TOUROFF, NISSAN (1877–1953), educator and author. Born in Nesvizh near Minsk, Touroff became principal of the Girls School in Jaffa in 1907 and later principal of the Levinsky Teachers Seminary for Girls. During World War i he headed the important Education Committee (Va'ad ha-Ḥinnukh) which was responsible for Jewish education in Palestine. He also edited, briefly, the pedagogical journal Ha-Ḥinnukh and the daily Haaretz. He immigrated to the United States in 1919 and worked in an editorial capacity for the Stybel Publishing Company. He was one of the founders of the Hebrew Teachers College (now Hebrew College) of Boston in 1921 and its first dean. He also founded the educational magazine Shevilei ha-Ḥinnukh in 1925. In 1926 he left Boston and became professor of education and Hebrew literature at the Jewish Institute of Religion in New York (1926–32). Touroff 's major themes in education were nationalism and Zionism, Hebrew language and literature, the utilization of modern psychological insights in teaching, and the attention to aesthetics in the life of the school.

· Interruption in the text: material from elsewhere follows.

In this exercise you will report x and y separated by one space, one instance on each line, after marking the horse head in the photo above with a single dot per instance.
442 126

His main Hebrew works in the fields of education and psychology include Ha-Psychologyah be-Yameinu (2 vols., 1939–41), Be-Yode'im u-ve-Lo Yode'im (1946), a collection of essays on problems of culture and education under the title Ha'arakhot (1947), and Be'ayot ha-Hitabbedut (1953).

bibliography:

E. Silberschlag and Y. Twersky (eds.), Sefer Touroff (1938), 7–114 (incl. bibl.); M. Ribalow, Ketavim u-Megillot (1942), 246–61; A. Epstein, Soferim Ivriyyim ba-Amerikah (1952), 403–12; Z. Scharfstein, Gedolei Ḥinnukh be-Ammenu (1964), 208–25.